To test with the check script, run the following:

python3 checkA1.py -f -v TestPercent

python3 checkA1.py -f -v TestDuSub

Second Milestone (due October 21)

For the second milestone you will have two more functions to complete.

1. create_dir_dict will take your list from call_du_sub and return a dictionary.

  • Every item in your list should create a key in your dictionary.
  • Your dictionary values should be a number of bytes.

For example: {'/usr/lib/local': 33400}

  • Again, test using your Python interpreter or the check script.
  • To run the check script, enter the following:

python3 checkA1.py -f -v TestDirDict

2. get_total needs to accept your dictionary, and the target directory, and return the total size in bytes of the target directory.

  • Use the following to test your code:

python3 checkA1.py -f -v TestTotal

Minimum Viable Product

Once you have achieved the Milestones, you will have to do the following to get a minimum viable product:

  • In your if __name__ == '__main__' block, you will have to accept a command line argument from the user This will become your target directory.
    • If the user has entered more than one argument, or their argument isn't a valid directory, print an error message.
    • If the user doesn't specify any target, use the current directory.
  • Call call_du_sub with the target directory.
  • Pass the return value from that function to create_dir_dict.
  • Pass the dictionary into get_total to get the total size of the target.
  • For each item in your dictionary (excluding the target):
    • Use the total size of the target directory to calculate percentage.
    • Once you've calculated percentage, call percent_to_graph with a max_size of your choice.
    • For every subdirectory, print at least the percent, the bar graph, and the name of the subdirectory.
    • The target directory should not have a bar graph.
  • Finally, print the total size of the target directory.

Additional Features

After completing the above, you may choose to add some additional features. Some improvements you could make are:

  • Format the output in a way that is easy to read.
  • Convert bytes into a human readable format.
  • Add colour to the output.
  • Include files in the output.
  • Include a threshold, so that results that are less than a user-specified size get excluded from results.
  • Add more error checking, print a usage message to the user.
  • Accept more options from the user.
  • Sort the output by percentage, or by filename.

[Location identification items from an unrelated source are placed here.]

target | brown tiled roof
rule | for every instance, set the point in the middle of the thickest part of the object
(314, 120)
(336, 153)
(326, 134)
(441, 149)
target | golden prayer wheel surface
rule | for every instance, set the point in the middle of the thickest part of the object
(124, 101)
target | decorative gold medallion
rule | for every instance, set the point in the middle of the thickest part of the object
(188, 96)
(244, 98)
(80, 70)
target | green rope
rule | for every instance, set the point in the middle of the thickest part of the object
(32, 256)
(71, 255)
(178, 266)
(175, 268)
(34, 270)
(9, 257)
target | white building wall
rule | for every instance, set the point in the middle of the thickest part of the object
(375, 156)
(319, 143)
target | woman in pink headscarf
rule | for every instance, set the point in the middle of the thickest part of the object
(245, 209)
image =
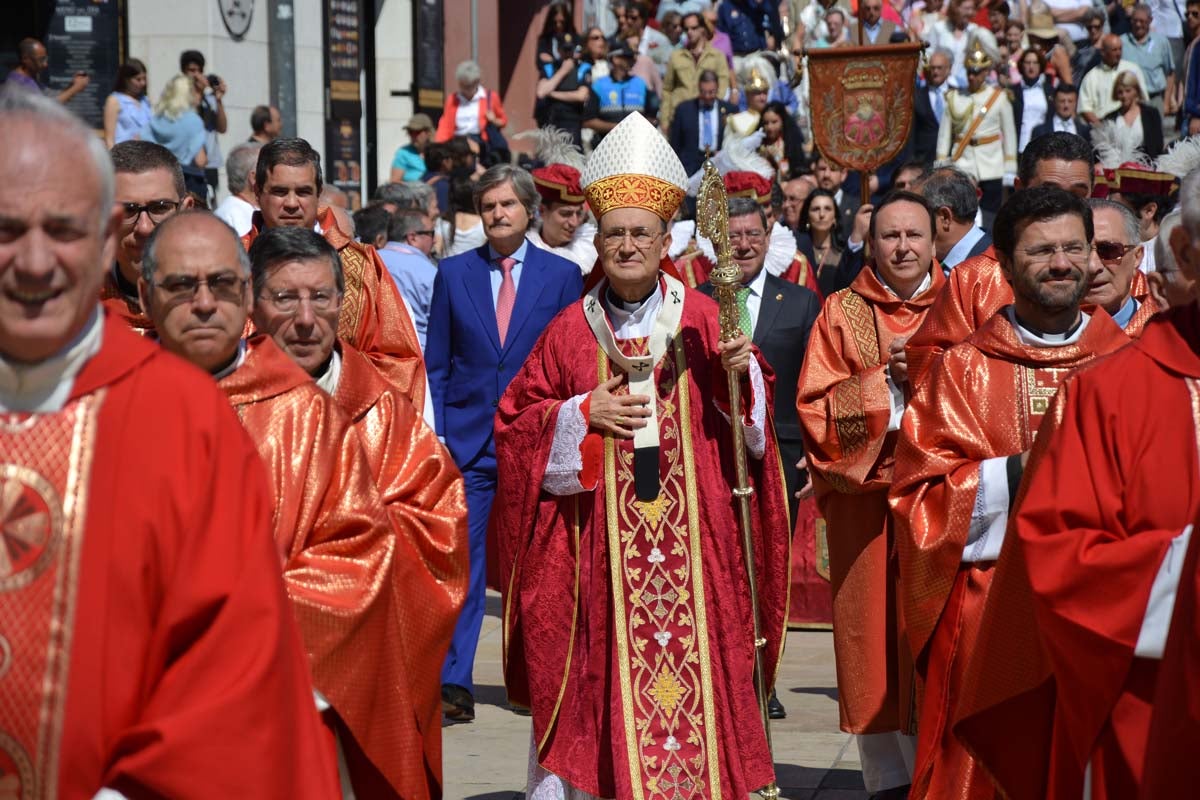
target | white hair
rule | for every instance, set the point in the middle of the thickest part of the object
(467, 72)
(1189, 202)
(1164, 257)
(47, 114)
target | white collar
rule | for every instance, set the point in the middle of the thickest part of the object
(1037, 338)
(238, 360)
(759, 282)
(43, 388)
(328, 379)
(924, 284)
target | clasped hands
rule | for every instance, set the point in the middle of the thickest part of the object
(624, 414)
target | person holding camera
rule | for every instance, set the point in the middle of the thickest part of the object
(211, 90)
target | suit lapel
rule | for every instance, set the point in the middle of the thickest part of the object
(769, 306)
(479, 288)
(528, 292)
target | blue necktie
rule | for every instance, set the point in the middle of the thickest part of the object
(706, 128)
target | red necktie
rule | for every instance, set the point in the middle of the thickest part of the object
(507, 298)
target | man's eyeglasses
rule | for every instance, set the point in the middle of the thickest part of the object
(1075, 252)
(1111, 251)
(642, 238)
(157, 211)
(288, 301)
(225, 287)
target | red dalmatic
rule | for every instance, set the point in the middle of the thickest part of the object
(628, 626)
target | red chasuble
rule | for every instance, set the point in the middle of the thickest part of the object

The Assignment (due November 4, 11:59pm)

  • Be sure to make your final commit before the deadline. Don't forget to also use git push to push your code into the online repository!
  • Then, copy the contents of your duim.py file into a Word document, and submit it to Blackboard. I will use GitHub to evaluate your deadline, but submitting to Blackboard tells me that you wish to be evaluated.

Rubric

Task Maximum mark Actual mark
Program Authorship Declaration 5
First Milestone 10
Second Milestone 10
percent function design 10
get total function design 10
other functions design 5
Error checking and exception handling 10
required functions readability/variable naming 5
main loop design 5
main loop readability 5
docstrings and comments 15
github.com repository: Commit messages and use 10
Total 100

Due Date and Final Submission requirement

Please submit the following files by the due date:

  • [ ] your python script, named as 'duim.py', in your repository, and also submitted to Blackboard, by November 4 at 11:59pm.